Office of Surveillance and Epidemiology, Center for Drug Evaluation and Research, US Food and Drug Administration, Silver Spring, MD, United States.
Jacobs School of Medicine and Biomedical Sciences, Buffalo, NY, United States.
J Med Internet Res. 2024 Jun 6;26:e50274. doi: 10.2196/50274.

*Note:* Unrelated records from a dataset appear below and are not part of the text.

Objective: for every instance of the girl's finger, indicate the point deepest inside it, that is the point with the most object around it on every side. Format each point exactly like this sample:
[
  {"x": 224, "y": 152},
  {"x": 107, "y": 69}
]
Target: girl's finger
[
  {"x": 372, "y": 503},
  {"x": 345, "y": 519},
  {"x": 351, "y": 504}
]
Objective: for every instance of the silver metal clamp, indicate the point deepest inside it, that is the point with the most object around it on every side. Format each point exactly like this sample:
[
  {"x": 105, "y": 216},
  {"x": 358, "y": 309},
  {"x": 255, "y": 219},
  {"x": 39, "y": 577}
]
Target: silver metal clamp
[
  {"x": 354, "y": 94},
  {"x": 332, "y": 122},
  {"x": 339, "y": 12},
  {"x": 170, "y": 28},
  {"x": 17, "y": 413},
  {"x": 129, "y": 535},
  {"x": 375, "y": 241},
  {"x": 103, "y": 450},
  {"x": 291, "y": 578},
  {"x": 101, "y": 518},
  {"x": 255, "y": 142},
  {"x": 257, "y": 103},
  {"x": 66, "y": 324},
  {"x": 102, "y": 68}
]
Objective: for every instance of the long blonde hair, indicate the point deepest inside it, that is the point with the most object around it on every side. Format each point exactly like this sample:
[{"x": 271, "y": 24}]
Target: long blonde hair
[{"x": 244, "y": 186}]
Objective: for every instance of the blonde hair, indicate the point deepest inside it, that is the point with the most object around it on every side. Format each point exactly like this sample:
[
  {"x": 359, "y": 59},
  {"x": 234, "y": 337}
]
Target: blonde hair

Adverse drug reactions are a common cause of morbidity in health care. The US Food and Drug Administration (FDA) evaluates individual case safety reports of adverse events (AEs) after submission to the FDA Adverse Event Reporting System as part of its surveillance activities. Over the past decade, the FDA has explored the application of artificial intelligence (AI) to evaluate these reports to improve the efficiency and scientific rigor of the process. However, a gap remains between AI algorithm development and deployment. This viewpoint aims to describe the lessons learned from our experience and research needed to address both general issues in case-based reasoning using AI and specific needs for individual case safety report assessment. Beginning with the recognition that the trustworthiness of the AI algorithm is the main determinant of its acceptance by human experts, we apply the Diffusion of Innovations theory to help explain why certain algorithms for evaluating AEs at the FDA were accepted by safety reviewers and others were not. This analysis reveals that the process by which clinicians decide from case reports whether a drug is likely to cause an AE is not well defined beyond general principles. This makes the development of high performing, transparent, and explainable AI algorithms challenging, leading to a lack of trust by the safety reviewers. Even accounting for the introduction of large language models, the pharmacovigilance community needs an improved understanding of causal inference and of the cognitive framework for determining the causal relationship between a drug and an AE. We describe specific future research directions that underpin facilitating implementation and trust in AI for drug safety applications, including improved methods for measuring and controlling of algorithmic uncertainty, computational reproducibility, and clear articulation of a cognitive framework for causal inference in case-based reasoning.
药物不良反应是医疗保健中发病率的一个常见原因。美国食品和药物管理局(FDA)在将不良事件(AE)的个体病例安全报告提交给 FDA 不良事件报告系统后,对其进行评估,作为其监测活动的一部分。在过去的十年中,FDA 一直在探索人工智能(AI)在评估这些报告中的应用,以提高该过程的效率和科学严谨性。然而,人工智能算法的开发和部署之间仍然存在差距。本观点旨在描述从我们的经验和研究中吸取的教训,这些经验和研究既需要解决基于案例推理的人工智能应用中的一般问题,也需要解决个体病例安全报告评估的具体需求。首先认识到人工智能算法的可信度是其被人类专家接受的主要决定因素,我们应用创新扩散理论来帮助解释为什么 FDA 评估 AE 的某些算法被安全审查员接受,而其他算法则没有被接受。这项分析表明,临床医生从病例报告中判断药物是否可能引起 AE 的决策过程并不仅限于一般原则。这使得开发高性能、透明和可解释的人工智能算法具有挑战性,导致安全审查员缺乏信任。即使考虑到大型语言模型的引入,药物警戒界也需要更好地理解因果推断以及确定药物与 AE 之间因果关系的认知框架。我们描述了支持在药物安全应用中实施和信任人工智能的具体未来研究方向,包括改进算法不确定性、计算可重复性的测量和控制方法,以及明确阐明基于案例推理的因果推断的认知框架。